The Lord is not pleased when we complain about our circumstances, no matter how grievous they may seem to us. Our example is Christ, always. "For even hereunto were ye called: because Christ also suffered for us, leaving us an example, that ye should follow His steps" (I Peter 2:21).

The children of Israel complained once too much. Forgetting all of God's blessings in miraculously freeing them from slavery and providing all their needs, they repeatedly complained about their lot, one thing after another. "But with many of them God was not well pleased: for they were overthrown in the wilderness.
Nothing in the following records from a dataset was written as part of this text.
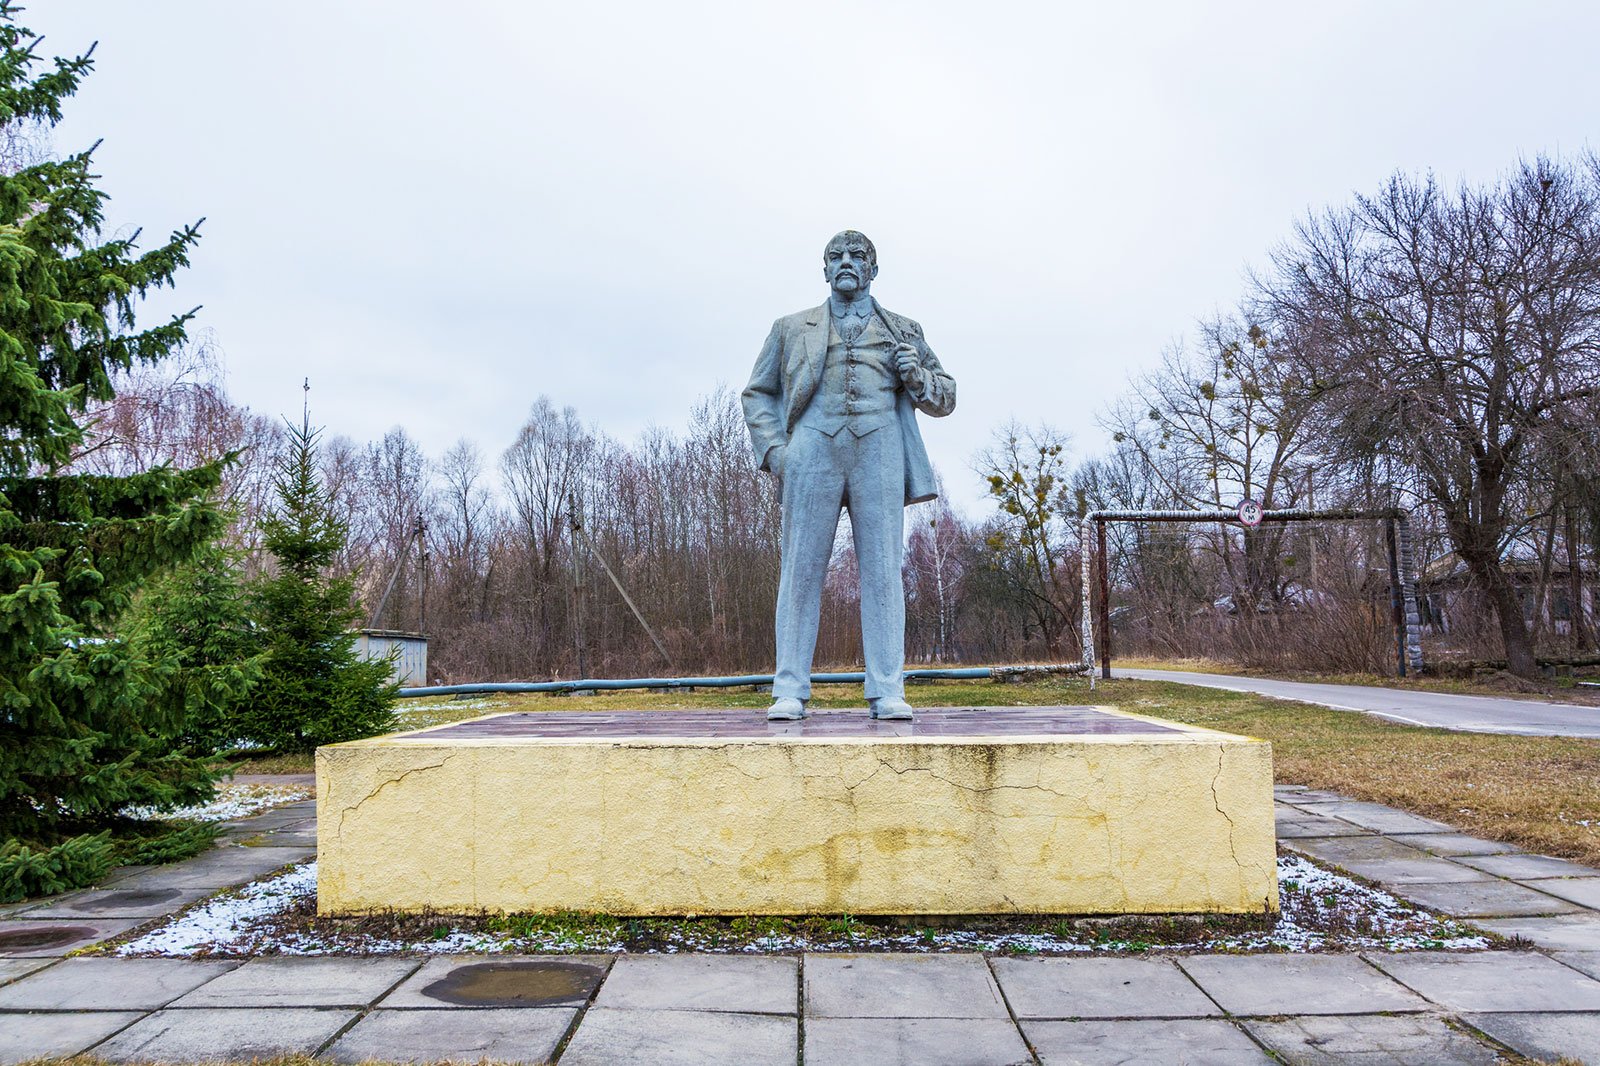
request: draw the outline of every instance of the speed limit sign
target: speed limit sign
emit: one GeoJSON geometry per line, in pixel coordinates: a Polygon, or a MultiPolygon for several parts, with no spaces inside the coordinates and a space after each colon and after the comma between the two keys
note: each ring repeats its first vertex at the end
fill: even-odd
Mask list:
{"type": "Polygon", "coordinates": [[[1261,519],[1266,513],[1262,506],[1254,500],[1245,500],[1239,505],[1239,521],[1252,529],[1261,524],[1261,519]]]}

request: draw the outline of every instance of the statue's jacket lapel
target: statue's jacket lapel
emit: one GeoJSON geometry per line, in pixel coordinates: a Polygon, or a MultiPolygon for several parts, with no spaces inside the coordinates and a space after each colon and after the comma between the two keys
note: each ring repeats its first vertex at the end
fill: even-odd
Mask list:
{"type": "Polygon", "coordinates": [[[799,328],[784,338],[784,429],[794,432],[795,423],[805,413],[811,398],[822,383],[823,364],[828,359],[828,305],[813,307],[800,320],[799,328]]]}

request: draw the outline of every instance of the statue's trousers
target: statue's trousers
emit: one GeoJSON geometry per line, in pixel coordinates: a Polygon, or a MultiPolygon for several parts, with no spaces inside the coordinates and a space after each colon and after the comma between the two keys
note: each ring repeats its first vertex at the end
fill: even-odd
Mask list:
{"type": "Polygon", "coordinates": [[[850,509],[861,574],[861,643],[868,699],[905,691],[905,454],[897,424],[857,437],[795,426],[783,457],[782,572],[778,580],[778,669],[774,696],[807,699],[817,647],[822,585],[841,506],[850,509]]]}

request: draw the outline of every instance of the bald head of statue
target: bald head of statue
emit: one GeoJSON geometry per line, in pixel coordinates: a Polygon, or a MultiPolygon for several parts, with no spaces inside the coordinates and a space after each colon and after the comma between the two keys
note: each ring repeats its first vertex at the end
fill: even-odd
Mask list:
{"type": "Polygon", "coordinates": [[[859,299],[878,276],[878,249],[865,233],[853,229],[836,233],[822,250],[822,276],[846,300],[859,299]]]}

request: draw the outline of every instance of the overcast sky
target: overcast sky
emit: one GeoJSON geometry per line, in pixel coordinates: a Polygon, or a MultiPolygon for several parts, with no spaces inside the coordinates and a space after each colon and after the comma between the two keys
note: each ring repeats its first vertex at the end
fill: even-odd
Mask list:
{"type": "Polygon", "coordinates": [[[956,502],[1015,416],[1095,418],[1308,209],[1595,143],[1600,6],[33,0],[99,42],[59,151],[113,228],[206,217],[238,402],[498,456],[541,393],[624,439],[742,388],[843,228],[958,383],[956,502]]]}

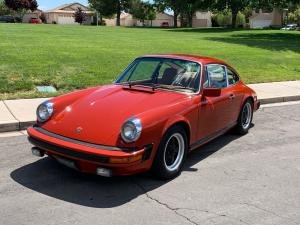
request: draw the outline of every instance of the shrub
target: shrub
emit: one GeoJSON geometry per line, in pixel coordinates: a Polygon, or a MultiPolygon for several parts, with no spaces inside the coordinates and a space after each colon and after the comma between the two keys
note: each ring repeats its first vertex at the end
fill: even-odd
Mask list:
{"type": "MultiPolygon", "coordinates": [[[[213,16],[212,20],[214,21],[214,25],[218,25],[220,27],[230,27],[232,14],[230,11],[219,12],[218,14],[213,16]]],[[[246,26],[246,18],[243,13],[238,13],[236,23],[238,27],[246,26]]]]}
{"type": "Polygon", "coordinates": [[[40,19],[41,19],[42,23],[47,23],[47,18],[46,18],[46,14],[45,13],[41,13],[40,19]]]}

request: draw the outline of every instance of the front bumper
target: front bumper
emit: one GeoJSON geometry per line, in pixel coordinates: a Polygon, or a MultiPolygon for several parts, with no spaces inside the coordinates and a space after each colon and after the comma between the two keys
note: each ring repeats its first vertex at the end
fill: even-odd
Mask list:
{"type": "Polygon", "coordinates": [[[39,127],[27,129],[28,140],[50,157],[72,160],[79,171],[97,173],[109,168],[112,175],[131,175],[151,167],[153,145],[126,149],[86,143],[48,132],[39,127]]]}

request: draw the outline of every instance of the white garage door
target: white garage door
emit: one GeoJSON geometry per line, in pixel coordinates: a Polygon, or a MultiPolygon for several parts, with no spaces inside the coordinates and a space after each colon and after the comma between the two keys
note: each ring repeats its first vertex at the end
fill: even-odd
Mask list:
{"type": "Polygon", "coordinates": [[[269,27],[272,24],[272,20],[254,20],[252,27],[253,28],[264,28],[269,27]]]}
{"type": "Polygon", "coordinates": [[[58,24],[78,24],[75,23],[75,19],[73,16],[59,16],[57,19],[58,24]]]}

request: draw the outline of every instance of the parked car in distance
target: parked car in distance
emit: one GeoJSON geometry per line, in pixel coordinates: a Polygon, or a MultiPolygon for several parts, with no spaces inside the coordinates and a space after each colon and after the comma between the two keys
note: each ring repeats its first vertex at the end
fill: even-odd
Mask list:
{"type": "Polygon", "coordinates": [[[287,24],[285,27],[281,28],[281,30],[297,30],[298,29],[298,24],[293,23],[293,24],[287,24]]]}
{"type": "Polygon", "coordinates": [[[13,16],[0,16],[0,23],[15,23],[13,16]]]}
{"type": "Polygon", "coordinates": [[[168,22],[162,22],[160,27],[170,27],[168,22]]]}
{"type": "Polygon", "coordinates": [[[31,18],[29,20],[29,23],[40,24],[40,23],[42,23],[42,21],[40,19],[38,19],[38,18],[31,18]]]}
{"type": "Polygon", "coordinates": [[[111,85],[52,98],[27,129],[32,153],[100,176],[180,174],[187,153],[235,129],[260,106],[227,63],[166,54],[135,59],[111,85]]]}

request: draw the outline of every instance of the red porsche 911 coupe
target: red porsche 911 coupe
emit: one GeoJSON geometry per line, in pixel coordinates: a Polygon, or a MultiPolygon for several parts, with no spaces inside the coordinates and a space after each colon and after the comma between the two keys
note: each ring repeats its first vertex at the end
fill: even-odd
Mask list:
{"type": "Polygon", "coordinates": [[[256,93],[225,62],[168,54],[135,59],[111,85],[55,97],[28,128],[32,153],[101,176],[180,174],[187,153],[234,128],[246,134],[256,93]]]}

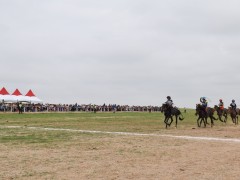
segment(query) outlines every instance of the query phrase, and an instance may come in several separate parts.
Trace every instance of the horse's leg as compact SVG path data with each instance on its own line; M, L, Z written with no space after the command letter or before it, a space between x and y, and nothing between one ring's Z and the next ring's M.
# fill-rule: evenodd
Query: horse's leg
M211 116L211 127L214 126L214 120L216 120L216 118L212 115Z
M197 126L198 126L198 127L200 127L199 119L200 119L200 117L198 117L198 119L197 119Z
M222 115L221 114L218 114L218 118L221 122L224 122L224 120L222 120Z
M167 121L168 121L168 117L167 117L167 116L165 116L164 123L166 124L166 129L167 129L167 126L168 126L168 123L167 123Z
M213 127L213 125L214 125L214 123L213 123L213 118L210 117L210 119L211 119L211 127Z
M172 124L172 122L173 122L173 117L170 116L170 118L171 118L171 122L169 123L169 127L171 126L171 124Z
M199 122L199 121L200 121L200 122ZM198 116L198 119L197 119L197 125L198 125L198 127L201 127L202 121L203 121L203 117Z
M225 123L227 123L227 119L228 119L228 114L226 114L226 119L225 119Z
M177 123L178 123L178 116L176 116L176 128L177 128Z
M208 124L208 123L207 123L207 117L203 117L202 120L203 120L204 127L206 127L207 124Z
M208 121L207 121L207 117L205 118L206 124L209 125Z
M206 126L207 126L207 118L203 118L203 124L204 124L204 128L206 128Z
M164 123L167 124L167 116L165 116Z
M226 114L223 114L223 117L224 117L223 122L226 124L226 122L227 122L227 115L226 115Z
M234 118L234 120L235 120L235 125L237 125L237 121L238 121L238 117L237 117L237 115L235 116L235 118Z
M235 124L233 114L231 114L231 118L232 118L232 122L233 122L233 124Z

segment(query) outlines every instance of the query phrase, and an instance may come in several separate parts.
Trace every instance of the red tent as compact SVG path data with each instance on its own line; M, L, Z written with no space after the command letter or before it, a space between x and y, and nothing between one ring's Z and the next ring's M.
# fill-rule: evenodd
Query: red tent
M8 93L5 87L0 91L0 101L12 102L12 96Z
M16 90L12 93L12 95L14 95L14 96L21 96L22 93L20 93L20 91L19 91L18 89L16 89Z
M32 92L32 90L30 89L25 96L34 97L35 94L34 94L34 93Z
M1 89L0 94L1 94L1 95L9 95L9 93L8 93L8 91L6 90L5 87L3 87L3 88Z
M28 93L23 96L22 93L16 89L11 95L3 87L0 91L0 101L4 102L31 102L31 103L42 103L43 101L35 96L30 89Z
M26 98L28 98L28 101L32 103L42 103L43 101L35 96L35 94L30 89L27 94L25 95Z
M12 93L12 99L15 102L28 101L18 89Z

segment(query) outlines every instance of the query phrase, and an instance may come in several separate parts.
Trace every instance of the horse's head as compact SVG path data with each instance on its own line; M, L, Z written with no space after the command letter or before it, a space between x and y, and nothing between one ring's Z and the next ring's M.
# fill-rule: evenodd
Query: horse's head
M205 107L202 105L202 104L196 104L196 113L195 115L197 114L201 114L201 113L205 113Z
M196 113L195 113L195 116L197 116L199 114L199 111L200 111L200 104L196 104Z
M196 104L196 110L200 110L202 108L202 105L201 104Z

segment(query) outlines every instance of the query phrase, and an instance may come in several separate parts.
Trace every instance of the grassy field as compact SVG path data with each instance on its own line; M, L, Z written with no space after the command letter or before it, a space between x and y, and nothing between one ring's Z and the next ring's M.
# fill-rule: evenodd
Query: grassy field
M178 121L178 130L196 128L195 110L188 109L186 113L182 114L184 116L184 120ZM54 141L54 139L66 140L68 137L68 135L63 135L67 134L66 132L42 132L43 134L48 134L48 136L41 138L40 131L34 131L30 134L27 132L18 133L18 131L25 131L26 129L3 128L5 126L155 133L166 131L163 119L164 115L160 112L1 113L0 126L2 127L0 127L0 142L51 142ZM231 124L229 121L230 120L228 120L228 124ZM223 126L225 124L220 121L215 121L215 125ZM173 128L175 128L175 119L170 129Z
M185 119L178 122L178 129L196 126L194 110L183 113ZM160 112L117 112L117 113L1 113L0 126L22 126L22 127L44 127L44 128L64 128L81 129L92 131L112 131L112 132L141 132L154 133L165 130L163 114ZM175 126L173 122L171 128ZM10 133L8 133L10 131ZM1 128L0 142L26 141L26 142L51 142L61 139L63 132L54 132L49 139L41 138L40 132L33 134L20 133L21 129ZM4 133L4 136L3 136ZM46 132L44 132L46 133ZM50 132L47 132L49 134ZM8 134L8 135L7 135ZM54 135L55 134L55 135ZM63 139L66 139L64 135Z

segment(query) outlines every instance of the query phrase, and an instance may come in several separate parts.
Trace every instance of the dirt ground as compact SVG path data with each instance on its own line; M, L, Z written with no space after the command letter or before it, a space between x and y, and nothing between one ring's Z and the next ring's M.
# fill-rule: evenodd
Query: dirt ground
M240 128L158 134L240 138ZM52 146L0 144L0 179L240 179L240 143L127 135L77 135Z

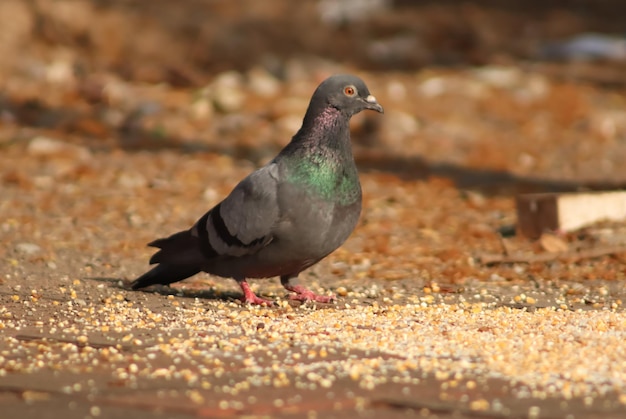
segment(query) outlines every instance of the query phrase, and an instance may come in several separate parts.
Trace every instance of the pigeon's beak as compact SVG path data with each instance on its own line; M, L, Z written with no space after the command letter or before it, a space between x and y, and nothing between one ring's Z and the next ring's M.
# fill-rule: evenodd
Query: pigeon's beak
M382 106L376 101L376 98L373 95L368 95L365 99L365 109L371 109L376 112L385 113L385 110Z

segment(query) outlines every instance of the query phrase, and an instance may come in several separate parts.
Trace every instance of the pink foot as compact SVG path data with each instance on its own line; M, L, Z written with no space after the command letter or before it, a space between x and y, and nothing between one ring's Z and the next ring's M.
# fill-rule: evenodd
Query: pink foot
M274 302L270 300L266 300L261 297L257 297L254 292L250 289L250 285L246 281L239 281L239 286L243 291L243 297L241 297L241 302L253 304L253 305L266 305L268 307L273 306Z
M302 285L285 285L287 291L295 292L289 296L290 300L315 301L318 303L332 303L335 301L334 295L319 295L303 287Z

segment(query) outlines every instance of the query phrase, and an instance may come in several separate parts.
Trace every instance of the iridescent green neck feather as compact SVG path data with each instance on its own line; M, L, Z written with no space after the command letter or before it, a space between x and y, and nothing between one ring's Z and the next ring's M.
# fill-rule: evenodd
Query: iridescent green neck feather
M328 201L341 205L358 202L361 185L352 156L349 120L334 108L307 113L303 128L281 153L288 167L287 180Z
M359 176L353 162L339 165L325 156L314 154L299 160L290 172L289 182L301 185L327 201L350 205L361 197Z

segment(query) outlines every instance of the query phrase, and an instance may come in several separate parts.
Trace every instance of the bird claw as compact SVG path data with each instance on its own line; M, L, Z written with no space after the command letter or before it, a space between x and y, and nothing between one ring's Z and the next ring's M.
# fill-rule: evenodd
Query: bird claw
M266 300L265 298L257 297L254 292L250 289L250 285L246 281L239 281L239 286L241 287L241 291L243 291L243 296L241 297L241 302L244 304L252 304L262 306L265 305L267 307L272 307L276 303L271 300Z
M253 304L253 305L260 305L260 306L265 305L268 307L276 306L276 303L274 301L257 297L256 294L252 292L252 289L250 289L250 285L248 285L246 281L240 280L238 282L239 282L239 286L241 286L241 290L243 291L243 296L241 297L241 301L244 304ZM281 282L283 282L283 286L285 287L287 291L291 291L294 293L294 294L289 295L290 300L302 301L302 302L315 301L316 303L324 303L324 304L332 303L333 301L335 301L334 295L318 295L314 293L313 291L311 291L310 289L303 287L302 285L289 284L288 281L283 281L282 278L281 278Z
M267 307L272 307L272 306L276 305L276 303L274 301L266 300L265 298L261 298L261 297L257 297L254 294L252 296L244 295L243 297L241 297L241 302L244 303L244 304L251 304L251 305L257 305L257 306L267 306Z
M315 294L313 291L308 290L308 289L303 289L303 290L298 290L295 291L295 294L291 294L289 296L290 300L296 300L296 301L315 301L316 303L332 303L333 301L335 301L335 296L334 295L319 295L319 294Z

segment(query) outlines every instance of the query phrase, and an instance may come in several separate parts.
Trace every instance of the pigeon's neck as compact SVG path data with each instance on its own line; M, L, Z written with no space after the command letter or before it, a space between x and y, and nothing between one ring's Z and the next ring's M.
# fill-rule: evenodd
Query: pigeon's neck
M352 157L350 118L333 107L309 109L294 142L299 143L300 147L326 148L329 151L348 153Z
M324 166L329 170L354 166L350 118L333 107L319 111L309 108L302 128L281 154L287 159L308 160L313 166Z
M335 108L307 112L302 128L281 153L289 162L290 181L342 205L360 202L349 122Z

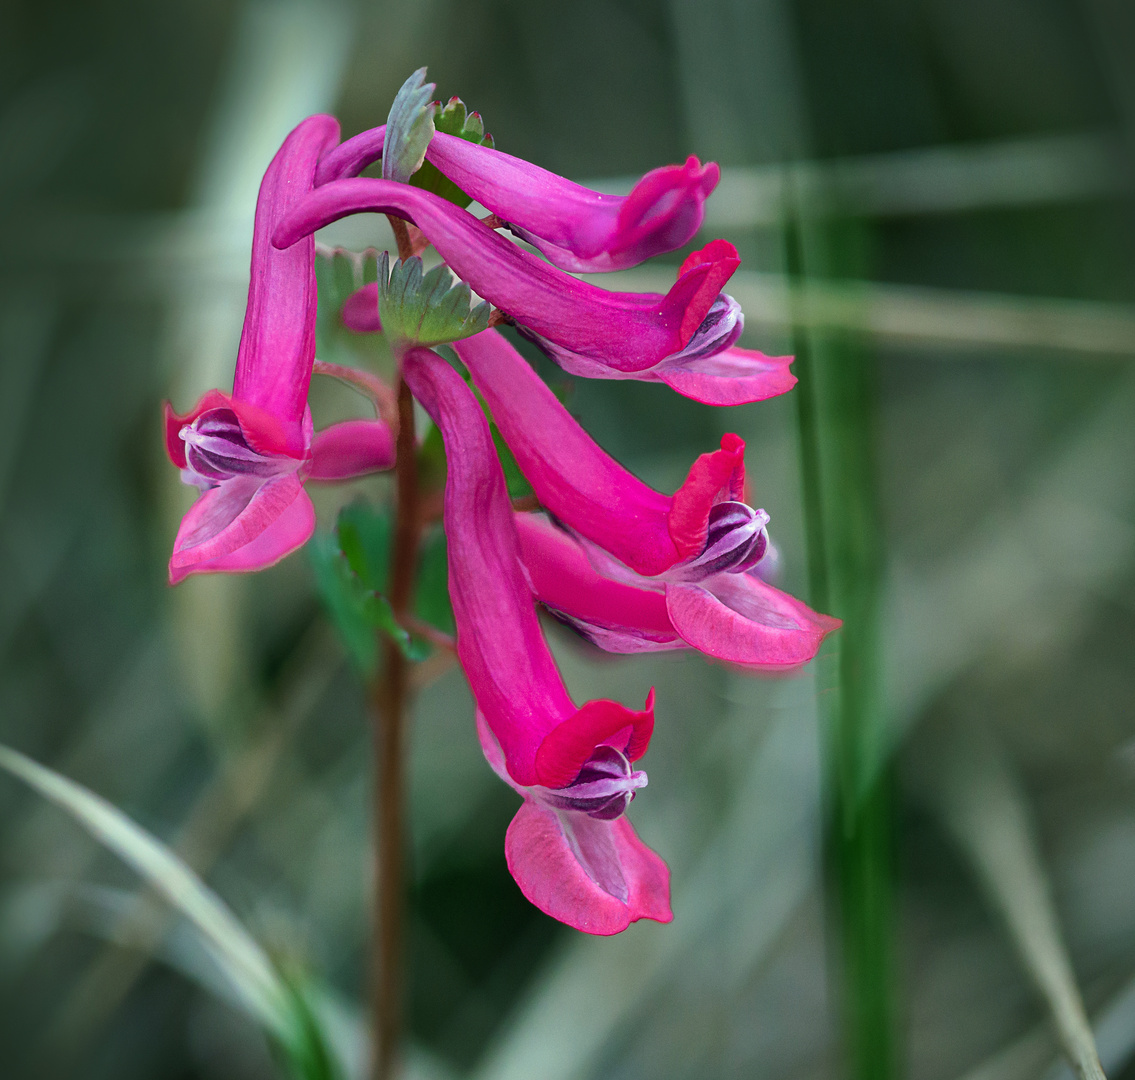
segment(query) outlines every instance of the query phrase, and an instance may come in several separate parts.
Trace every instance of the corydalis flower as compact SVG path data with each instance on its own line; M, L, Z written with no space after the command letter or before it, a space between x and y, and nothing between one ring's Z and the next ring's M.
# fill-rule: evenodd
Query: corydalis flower
M311 190L316 162L339 125L313 116L285 140L260 187L248 307L232 394L209 391L189 413L166 405L166 449L201 494L182 520L169 577L269 566L311 536L303 481L389 468L381 421L348 421L314 435L307 408L315 359L314 244L272 246L283 214Z
M499 333L455 348L536 497L575 534L518 516L543 603L613 652L689 645L769 671L815 656L839 622L751 572L768 550L768 515L744 501L738 436L663 495L604 453Z
M358 176L382 157L385 136L384 125L337 146L319 163L316 186ZM623 270L688 243L721 178L715 163L690 157L648 172L628 195L604 195L440 131L426 160L549 261L575 273Z
M671 919L666 864L623 816L654 726L613 701L572 702L540 634L488 423L462 378L411 349L403 374L445 440L445 528L457 653L490 765L524 798L505 854L549 915L593 934Z
M276 230L275 243L287 247L367 211L412 221L474 292L577 374L660 381L715 405L759 401L796 381L788 372L791 358L735 346L741 311L721 288L740 260L724 240L688 256L665 295L611 292L557 270L431 192L355 178L327 183L303 198ZM366 295L374 292L370 286Z

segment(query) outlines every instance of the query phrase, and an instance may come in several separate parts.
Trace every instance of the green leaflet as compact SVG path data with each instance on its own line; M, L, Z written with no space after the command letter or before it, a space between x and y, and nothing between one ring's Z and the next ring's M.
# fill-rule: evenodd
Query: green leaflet
M320 597L365 676L378 665L376 630L394 641L408 660L424 660L432 650L428 642L398 624L384 595L392 546L389 512L366 503L344 507L335 532L317 533L308 545ZM427 533L418 553L414 614L447 634L454 631L445 534L440 528Z
M453 284L445 265L422 273L418 256L395 259L383 252L378 265L378 311L383 332L403 345L441 345L479 334L489 325L491 307L482 300L470 309L464 281Z
M418 68L403 84L386 118L382 178L405 184L421 167L434 136L433 92L426 69Z
M467 142L479 143L481 146L492 147L493 137L485 133L485 125L480 113L467 113L465 102L459 97L452 97L446 102L445 108L434 113L434 127L446 135L456 135ZM462 209L468 206L473 199L466 195L452 180L442 173L436 165L429 161L423 162L422 167L410 178L414 187L425 191L432 191L451 203L456 203Z

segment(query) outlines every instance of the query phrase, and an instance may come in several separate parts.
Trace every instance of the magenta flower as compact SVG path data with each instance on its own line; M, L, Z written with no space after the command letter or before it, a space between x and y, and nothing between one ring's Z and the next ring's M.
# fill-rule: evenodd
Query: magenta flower
M690 645L765 670L815 656L838 620L749 572L767 550L768 515L744 502L738 436L663 495L604 453L499 333L455 348L536 497L579 537L518 519L530 583L549 608L613 652Z
M248 307L232 394L211 390L184 416L166 405L166 449L182 479L201 491L178 529L170 582L189 574L270 566L305 543L315 512L307 476L341 479L389 468L391 432L350 421L314 436L307 408L315 359L314 245L279 251L271 236L311 190L319 155L335 144L329 116L303 121L260 186Z
M735 347L744 320L721 287L740 260L724 240L689 255L665 295L610 292L557 270L431 192L355 178L327 183L300 200L284 216L274 243L286 248L332 221L367 211L412 221L474 292L576 374L664 382L714 405L763 400L796 381L788 372L791 358Z
M588 933L669 922L666 864L623 816L646 784L632 762L650 741L653 691L642 711L575 706L540 634L480 405L427 349L403 357L403 375L445 441L450 597L482 747L524 797L505 838L509 869L532 903Z
M319 163L315 183L358 176L382 156L386 128L364 131ZM693 239L721 178L713 162L648 172L629 195L604 195L489 146L436 132L426 150L462 191L562 270L624 270Z

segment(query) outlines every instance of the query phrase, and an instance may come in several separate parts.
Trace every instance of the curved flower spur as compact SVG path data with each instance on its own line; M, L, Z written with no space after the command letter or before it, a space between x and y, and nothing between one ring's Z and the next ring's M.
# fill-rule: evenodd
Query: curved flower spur
M632 762L650 741L653 691L642 711L613 701L574 705L521 573L481 406L427 349L404 355L403 375L445 441L449 588L481 745L524 797L505 838L509 870L532 903L587 933L616 934L643 918L669 922L666 864L623 816L646 784Z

Now these things were our examples, to the intent that we should not lust after evil things, as they also lusted. . . . Neither murmur ye, as some of them also murmured, and were destroyed of the destroyer" (I Corinthians 10:5-6,10).

God may not deal with a complaining Christian as severely as He did with His chosen people Israel, but we can be sure He is displeased when we, who have received the blessing of eternal salvation by His gracious gift through Christ, forget His benefits and complain about His testings. "Do all things without mumurings and disputings" He has commanded (Philippians 2:14) -- that is, without complaining and arguing about our treatment.

We can be confident that He is allowing these difficulties for some good purpose in preparing us for our service for Him in eternity. We should not forget what happened to the complainers in ancient Israel. "Now all these things happened unto them for ensamples: and they are written for our admonition" (I Corinthians 10:11).


----------